From: Alan Mackenzie
Subject: Re: Preserving sanity in Emacs [Re: rampant region highlighting]
Date: Tue, 8 Apr 2008 10:05:17 +0000
User-agent: Mutt/1.5.9i

Morning, Lennart!

On Mon, Apr 07, 2008 at 11:37:09PM +0200, Lennart Borgman (gmail) wrote:
> Alan Mackenzie wrote:
> >>I acknowledge that having the point always on-screen has benefits too
> >>(though e.g. a fringe indicator could "point towards the offscreen
> >>point" to address some concerns there...), but what if I'm just
> >>scrolling up to look at something?  Martin's hack ensured that I can
> >>scroll away to have a look, and the point will reliably be where I left
> >>it when I scrolled back.

> >The functions you're talking about are fulfilled in Emacs by the mark,
> >not the point.  I frequently scoll a bit to look at things.  Then I
> >scroll back to get where I was, unless I want to stay where I've got to.

> >The point is, by your mechanism, having scrolled away from point (leaving
> >point off the screen), how do you then indicate where on the screen you
> >want point to be set to, and how do you set point there?  The general
> >Emacs answer is that you indicate a position by setting point.  Hmm.
> >We're going round in circles.  (You're presumably going to say "you click
> >the mouse to set point."  This violates the Emacs principle that
> >everything must be doable without a mouse.)
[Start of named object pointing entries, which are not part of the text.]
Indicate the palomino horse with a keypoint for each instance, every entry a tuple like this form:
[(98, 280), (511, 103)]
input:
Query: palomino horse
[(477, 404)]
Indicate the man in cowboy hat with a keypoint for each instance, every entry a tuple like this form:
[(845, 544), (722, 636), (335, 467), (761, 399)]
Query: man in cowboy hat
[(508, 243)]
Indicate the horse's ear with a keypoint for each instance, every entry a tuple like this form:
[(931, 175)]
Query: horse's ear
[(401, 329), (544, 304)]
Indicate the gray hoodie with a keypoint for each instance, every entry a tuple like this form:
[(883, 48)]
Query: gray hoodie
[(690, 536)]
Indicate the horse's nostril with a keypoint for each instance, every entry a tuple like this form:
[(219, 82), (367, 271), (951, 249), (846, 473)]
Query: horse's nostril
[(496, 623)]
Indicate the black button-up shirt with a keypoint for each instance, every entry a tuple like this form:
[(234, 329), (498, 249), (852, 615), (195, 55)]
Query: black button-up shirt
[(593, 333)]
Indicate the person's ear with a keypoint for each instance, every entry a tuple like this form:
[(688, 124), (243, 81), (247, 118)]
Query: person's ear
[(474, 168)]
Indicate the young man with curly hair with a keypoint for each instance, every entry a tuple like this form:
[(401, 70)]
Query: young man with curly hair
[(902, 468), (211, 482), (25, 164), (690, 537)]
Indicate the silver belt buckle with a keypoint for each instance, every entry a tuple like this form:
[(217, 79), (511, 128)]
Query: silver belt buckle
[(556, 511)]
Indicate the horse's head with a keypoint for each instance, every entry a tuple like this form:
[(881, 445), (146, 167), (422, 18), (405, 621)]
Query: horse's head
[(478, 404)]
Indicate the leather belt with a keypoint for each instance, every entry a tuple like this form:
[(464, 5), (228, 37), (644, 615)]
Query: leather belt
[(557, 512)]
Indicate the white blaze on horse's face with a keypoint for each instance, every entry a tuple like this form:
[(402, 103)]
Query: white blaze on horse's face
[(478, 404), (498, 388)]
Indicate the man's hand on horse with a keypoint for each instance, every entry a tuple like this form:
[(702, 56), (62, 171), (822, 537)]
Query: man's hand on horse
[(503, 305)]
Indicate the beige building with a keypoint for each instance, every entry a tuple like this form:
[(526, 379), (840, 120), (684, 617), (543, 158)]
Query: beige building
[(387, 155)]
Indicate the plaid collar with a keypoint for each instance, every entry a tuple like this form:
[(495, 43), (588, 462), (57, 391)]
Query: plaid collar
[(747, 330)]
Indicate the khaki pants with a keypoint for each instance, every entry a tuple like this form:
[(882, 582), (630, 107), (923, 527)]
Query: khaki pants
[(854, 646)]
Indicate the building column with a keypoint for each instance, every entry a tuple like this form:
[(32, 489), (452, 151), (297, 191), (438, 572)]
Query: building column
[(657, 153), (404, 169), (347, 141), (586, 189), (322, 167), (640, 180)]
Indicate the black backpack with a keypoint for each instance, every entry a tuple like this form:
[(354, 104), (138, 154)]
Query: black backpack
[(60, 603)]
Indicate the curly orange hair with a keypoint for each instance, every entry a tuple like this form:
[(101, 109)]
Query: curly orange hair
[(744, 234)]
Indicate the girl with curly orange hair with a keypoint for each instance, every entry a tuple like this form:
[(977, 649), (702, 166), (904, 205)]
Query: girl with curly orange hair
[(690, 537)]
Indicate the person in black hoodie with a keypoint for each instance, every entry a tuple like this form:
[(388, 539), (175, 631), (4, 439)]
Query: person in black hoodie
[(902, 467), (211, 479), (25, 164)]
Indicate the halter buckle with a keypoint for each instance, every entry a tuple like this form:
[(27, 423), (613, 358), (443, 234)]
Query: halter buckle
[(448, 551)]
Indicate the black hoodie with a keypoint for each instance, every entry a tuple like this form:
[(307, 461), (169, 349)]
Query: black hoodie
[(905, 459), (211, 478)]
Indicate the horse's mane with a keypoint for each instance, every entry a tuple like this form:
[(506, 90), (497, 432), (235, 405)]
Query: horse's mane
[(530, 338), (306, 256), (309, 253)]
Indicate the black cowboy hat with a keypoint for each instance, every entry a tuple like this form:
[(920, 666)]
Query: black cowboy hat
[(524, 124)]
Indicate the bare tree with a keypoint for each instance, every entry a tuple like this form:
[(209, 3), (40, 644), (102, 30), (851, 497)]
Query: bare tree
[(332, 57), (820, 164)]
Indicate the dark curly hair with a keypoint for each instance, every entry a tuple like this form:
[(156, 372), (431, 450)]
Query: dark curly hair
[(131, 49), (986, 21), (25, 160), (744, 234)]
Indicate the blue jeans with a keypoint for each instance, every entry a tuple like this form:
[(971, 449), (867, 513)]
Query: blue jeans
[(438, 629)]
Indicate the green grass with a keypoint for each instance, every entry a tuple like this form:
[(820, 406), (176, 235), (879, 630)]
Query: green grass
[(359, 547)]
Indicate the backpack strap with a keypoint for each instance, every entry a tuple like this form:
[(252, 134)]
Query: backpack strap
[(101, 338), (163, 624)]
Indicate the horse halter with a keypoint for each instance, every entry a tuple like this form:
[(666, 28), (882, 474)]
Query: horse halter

> Another way to look at this would perhaps be to:

> - Regard the buffer in a kind of read-only state when the window-point 
> is outside the window ;-)

Hmm.

> - If a command concerns the current buffer and it is not a scroll 
> command then just bring back window-point to where it was inside the 
> window before scrolling.

Sorry, I can't parse that.  What is "window-point"?  Does "where it was"
refer to the buffer position, or the position on the screen relative to
the top of the window?

> Don't do more (ie do not execute the command), just tell that point was
> outside of the window therefore have been brought back.

Don't execute the command?  Yikes!!  Yet one more frivolous item of state
to clog up one's brain.  And a few million "..., except when ...."s to
clog up commands' doc strings.

-- 
Alan Mackenzie (Nuremberg, Germany).